PALO ALTO, California – The choir was singing a medley of Christmas Carols in a recent Sunday service I attended and there it was… a line in one of the songs that captures the real essence of Christmas: God and sinners reconcile. That’s a great reason to be joyful and yet I have never understood the importance of that line for as many years as I had been singing that Christmas carol.
Indeed, sin has separated God from sinful man.... from the disobedience at the Garden of Eden to that day in Sinai when the recently rescued Israelites decided to build a golden calf to worship.
In Psalm 90, Moses described how sin angers God: “We are consumed by your anger and terrified by your indignation. You have set our iniquities before you, our secret sins in the light of your presence…Who knows the power of your anger? For your wrath is as great as the fear that is due you.”
Yet, God’s anger is tempered by His love for us. And that’s why Christmas happened.
I had been struggling for an explanation of the very basis of our Christian faith — why the Son of God must suffer the pain and the indignity of death on the cross to bring salvation to all of us. He who can turn water to wine, multiply the five loaves of bread and two fish to feed 5000 people and make the dead Lazarus rise can surely defend Himself from the Jewish leaders and the Roman soldiers... perhaps blind them as what happened to Saul, who was persecuting Christians, on the road to Damascus.
But Christ had to follow the will of the Father. His mission of redemption must be accomplished and that requires the cross.
God abhors sin. God’s sense of justice makes it impossible for him to simply ignore sin. And Isaiah 59:2 declares: “your iniquities have separated you from your God; your sins have hidden his face from you, so that he will not hear.”
Because God so loves us, he has provided a way for sinful men to approach Him. As was explained by Pastor Peter Tanchi in a CCF service, God’s solution to this separation between God and man is the shedding of blood.
During a visit to the Holy Land, we went to a site where they have a replica of the Tabernacle, which has the Ark of the Covenant within the Holy of Holies. The Ark represents the presence of God.Only the high priest approached God by entering the inner room, and never without blood, which he offered for himself and for the sins the people have committed in ignorance. He sprinkles the blood of unblemished animals on the mercy seat (Hebrews 9:6-7).
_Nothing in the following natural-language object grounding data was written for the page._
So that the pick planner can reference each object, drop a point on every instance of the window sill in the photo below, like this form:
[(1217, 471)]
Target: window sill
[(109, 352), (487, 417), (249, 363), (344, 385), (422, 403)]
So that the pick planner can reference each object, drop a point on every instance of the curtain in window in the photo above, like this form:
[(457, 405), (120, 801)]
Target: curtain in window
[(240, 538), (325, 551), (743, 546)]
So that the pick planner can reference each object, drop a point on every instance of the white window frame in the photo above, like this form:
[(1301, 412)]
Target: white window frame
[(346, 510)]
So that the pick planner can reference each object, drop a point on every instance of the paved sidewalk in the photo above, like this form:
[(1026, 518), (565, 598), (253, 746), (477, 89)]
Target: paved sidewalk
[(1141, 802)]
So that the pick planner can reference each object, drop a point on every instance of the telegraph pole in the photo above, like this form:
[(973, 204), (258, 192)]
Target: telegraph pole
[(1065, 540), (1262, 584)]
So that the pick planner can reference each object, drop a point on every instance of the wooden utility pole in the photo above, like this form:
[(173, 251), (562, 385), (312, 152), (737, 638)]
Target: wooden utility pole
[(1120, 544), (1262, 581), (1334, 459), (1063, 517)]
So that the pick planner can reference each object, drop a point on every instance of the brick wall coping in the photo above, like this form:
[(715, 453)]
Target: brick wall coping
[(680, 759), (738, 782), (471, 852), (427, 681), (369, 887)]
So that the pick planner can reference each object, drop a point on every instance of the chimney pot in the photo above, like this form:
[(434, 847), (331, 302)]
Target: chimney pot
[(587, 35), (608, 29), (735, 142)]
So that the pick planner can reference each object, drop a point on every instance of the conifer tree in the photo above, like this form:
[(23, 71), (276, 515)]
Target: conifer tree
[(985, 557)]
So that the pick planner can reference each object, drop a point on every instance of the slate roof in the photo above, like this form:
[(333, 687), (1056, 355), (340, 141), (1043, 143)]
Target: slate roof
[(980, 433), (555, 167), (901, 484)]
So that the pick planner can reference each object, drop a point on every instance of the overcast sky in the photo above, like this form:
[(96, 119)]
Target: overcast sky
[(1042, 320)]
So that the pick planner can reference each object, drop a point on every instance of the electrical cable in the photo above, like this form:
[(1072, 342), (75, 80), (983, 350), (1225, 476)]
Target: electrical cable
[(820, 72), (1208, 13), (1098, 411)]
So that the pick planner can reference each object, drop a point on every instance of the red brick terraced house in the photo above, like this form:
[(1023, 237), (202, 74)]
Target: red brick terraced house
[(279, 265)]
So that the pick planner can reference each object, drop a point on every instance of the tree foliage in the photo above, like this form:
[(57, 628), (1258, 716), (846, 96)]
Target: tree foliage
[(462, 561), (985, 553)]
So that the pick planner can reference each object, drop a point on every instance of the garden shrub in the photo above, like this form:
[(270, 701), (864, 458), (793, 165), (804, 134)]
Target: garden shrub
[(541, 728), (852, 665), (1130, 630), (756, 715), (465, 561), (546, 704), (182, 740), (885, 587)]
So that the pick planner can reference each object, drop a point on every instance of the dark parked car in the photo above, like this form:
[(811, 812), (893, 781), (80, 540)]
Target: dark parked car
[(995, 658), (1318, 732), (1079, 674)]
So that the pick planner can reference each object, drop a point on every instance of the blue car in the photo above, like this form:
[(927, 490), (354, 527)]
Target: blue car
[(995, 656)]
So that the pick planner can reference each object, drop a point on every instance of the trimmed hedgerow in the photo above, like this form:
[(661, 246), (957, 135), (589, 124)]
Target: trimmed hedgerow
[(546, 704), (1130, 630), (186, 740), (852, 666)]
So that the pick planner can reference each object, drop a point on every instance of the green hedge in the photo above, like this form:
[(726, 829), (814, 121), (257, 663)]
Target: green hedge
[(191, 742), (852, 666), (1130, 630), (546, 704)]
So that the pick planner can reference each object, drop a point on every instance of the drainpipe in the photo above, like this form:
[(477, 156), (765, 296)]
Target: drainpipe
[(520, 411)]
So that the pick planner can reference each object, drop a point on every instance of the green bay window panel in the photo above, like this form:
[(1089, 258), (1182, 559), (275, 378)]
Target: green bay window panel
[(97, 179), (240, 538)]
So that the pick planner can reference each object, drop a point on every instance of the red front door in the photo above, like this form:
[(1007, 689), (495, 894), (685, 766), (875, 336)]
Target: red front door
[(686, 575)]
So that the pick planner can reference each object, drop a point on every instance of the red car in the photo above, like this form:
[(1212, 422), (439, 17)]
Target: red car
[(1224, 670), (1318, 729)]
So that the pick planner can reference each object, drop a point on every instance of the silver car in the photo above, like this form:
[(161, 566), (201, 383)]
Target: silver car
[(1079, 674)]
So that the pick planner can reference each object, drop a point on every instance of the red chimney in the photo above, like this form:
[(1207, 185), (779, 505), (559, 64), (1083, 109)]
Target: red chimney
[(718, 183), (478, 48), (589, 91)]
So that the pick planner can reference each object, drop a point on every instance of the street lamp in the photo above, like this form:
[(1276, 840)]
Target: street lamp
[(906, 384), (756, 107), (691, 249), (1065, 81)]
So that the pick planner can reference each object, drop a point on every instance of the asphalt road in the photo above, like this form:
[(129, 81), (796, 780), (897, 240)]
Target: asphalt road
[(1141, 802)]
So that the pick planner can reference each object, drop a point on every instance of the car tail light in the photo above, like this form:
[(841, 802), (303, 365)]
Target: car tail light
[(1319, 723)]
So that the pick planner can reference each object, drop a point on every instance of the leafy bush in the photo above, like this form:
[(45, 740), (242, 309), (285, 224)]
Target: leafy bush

But when Christ appeared as our high priest, He entered God’s presence through His own blood. Once and for all time. He obtained eternal redemption for us.
Remember the scene at the Crucifixion at the moment of Christ’s death as recounted by St Luke: “darkness came over the whole land until the ninth hour, for the sun stopped shining. And the curtain of the temple was torn in two…” The curtain symbolizes the separation of sinful man from God. When it was torn in two from top to bottom, separation ended because man was redeemed by the blood of Jesus Christ, once and for all times.
It all makes sense now. That nativity scene predicted by the prophet Isaiah is the expression of God’s love for us despite our sinfulness… God sent his only Son to be born as man on Christmas Day…unblemished by sin, to be the ultimate sacrifice, so that by Christ’s death and resurrection, we are given hope for eternal life in heaven.
The prophet Isaiah: “The people walking in darkness have seen a great light; on those living in the land of the shadow of death a light has dawned…”
This is the story of Christmas. It is the story of our redemption. It is God’s way of ending our separation from Him. And because Christ was born to us on Christmas Day, we have that hope for eternal life that once was beyond our reach because of sin.
On Christmas day, God and sinners reconciled. Hark the herald angels sing… glory to the new born King. A real joy to the world, indeed!
A Merry and Blessed Christmas to everyone!